Any framework that has convention over configuration has the the problem 
that newcomers have to learn the conventions.

I think that one of the biggest stumbling blocks to new users of Rails is 
the way associations are described. Just look at the number of questions on 
this on SO. M-1 and 1-M and even M-1-M are really quite simple concepts, 
but the Rails naming of these relationships just serves to confuse.

Here is a good definition that kind of gets at the root cause:

> belongs_to and has_many do not describe either the ownership or the scope 
or the life cycles for the objects they relate.
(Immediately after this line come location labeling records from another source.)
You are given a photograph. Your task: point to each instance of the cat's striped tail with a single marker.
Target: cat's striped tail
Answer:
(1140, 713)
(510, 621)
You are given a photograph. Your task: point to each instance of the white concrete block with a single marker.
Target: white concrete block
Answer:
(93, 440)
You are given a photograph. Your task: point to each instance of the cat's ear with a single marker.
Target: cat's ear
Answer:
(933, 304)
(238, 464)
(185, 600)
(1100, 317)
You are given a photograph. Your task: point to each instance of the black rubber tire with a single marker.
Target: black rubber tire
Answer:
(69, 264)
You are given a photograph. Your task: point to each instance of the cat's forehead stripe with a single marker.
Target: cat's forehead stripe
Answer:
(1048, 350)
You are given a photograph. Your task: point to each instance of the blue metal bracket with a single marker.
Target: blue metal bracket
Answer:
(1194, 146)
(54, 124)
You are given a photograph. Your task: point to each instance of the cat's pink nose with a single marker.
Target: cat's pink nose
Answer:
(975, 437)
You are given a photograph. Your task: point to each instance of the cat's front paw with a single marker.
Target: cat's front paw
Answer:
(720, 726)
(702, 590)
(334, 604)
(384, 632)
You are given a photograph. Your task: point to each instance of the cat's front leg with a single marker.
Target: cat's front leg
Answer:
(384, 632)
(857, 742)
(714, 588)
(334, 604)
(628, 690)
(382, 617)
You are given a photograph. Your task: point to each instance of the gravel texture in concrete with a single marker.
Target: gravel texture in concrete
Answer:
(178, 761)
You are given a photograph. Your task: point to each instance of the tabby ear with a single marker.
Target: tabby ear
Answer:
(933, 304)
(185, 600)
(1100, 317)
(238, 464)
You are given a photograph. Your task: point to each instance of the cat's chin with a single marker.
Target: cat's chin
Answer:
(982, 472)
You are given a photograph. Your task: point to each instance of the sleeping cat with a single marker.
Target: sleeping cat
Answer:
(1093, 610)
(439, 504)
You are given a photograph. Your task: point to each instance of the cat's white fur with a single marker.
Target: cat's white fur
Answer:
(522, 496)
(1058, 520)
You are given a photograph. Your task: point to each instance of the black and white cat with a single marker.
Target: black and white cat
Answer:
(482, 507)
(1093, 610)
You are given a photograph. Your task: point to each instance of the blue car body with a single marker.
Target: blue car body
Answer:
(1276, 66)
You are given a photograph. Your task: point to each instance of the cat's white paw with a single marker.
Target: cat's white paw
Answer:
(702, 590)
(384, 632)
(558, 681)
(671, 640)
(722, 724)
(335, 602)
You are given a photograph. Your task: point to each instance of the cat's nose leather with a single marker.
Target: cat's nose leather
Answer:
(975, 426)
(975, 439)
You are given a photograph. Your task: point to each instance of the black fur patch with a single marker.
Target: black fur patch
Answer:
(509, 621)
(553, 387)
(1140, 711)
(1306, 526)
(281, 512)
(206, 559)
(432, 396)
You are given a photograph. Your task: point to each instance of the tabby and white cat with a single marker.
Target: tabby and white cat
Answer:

They may give that 
impression because 'belongs' implies ownership and responsibility, but they 
merely describe the references (the keys) between the objects.

Even the 
[documentation](http://api.rubyonrails.org/classes/ActiveRecord/Associations/ClassMethods.html)
 
states:

> Associations are a set of macro-like class methods for tying objects 
together through foreign keys

In that case isn't it easier if we called a spade a spade, and not a 
shovel? ;)

Surely all the confusion would be cleared up by renaming `belongs_to`? This 
would lower the barrier to learning Rails, resulting in less mistakes, less 
time wasted asking and answering on SO, less discussions, less blogs -> 
overall a HUGE time saver for the community **over the long term** (against 
which you have to weigh the short-term pain of adopting the change of 
course).

**Example 1 - one-to-one**
```ruby
class Employee
  has_one :salary
end
class Salary
  has_key_for :employee 
end
```

**Example 2 - one-to-many**
```ruby
class Manager
  has_many :employees
end
class Employee < ActiveRecord::Base
  has_key_for :manager
end
```

**Example 3- M-1-M**
```ruby
class Project
  has_many :assignments
  has_many :employees, through: :assignments  
end

class Employee
  has_many :assignments
  has_many :projects, through: :assignments
end

class Assignment
  has_key_for :employee
  has_key_for :project
end
```

**Example 4 - Polymorphic**
```ruby
class Address
  has_key_for :addressable, :polymorphic => true
end

class Person
  has_one :address, as: :addressable
end
```

I think this just leaves "has_and_belongs_to_many" which personally I have 
always hated. :)  Why not just use "has_many"? Since when you have an 
explicit join table for M-M, you use "through"...so if there is no 
"through" specified, we know it is a HABTM.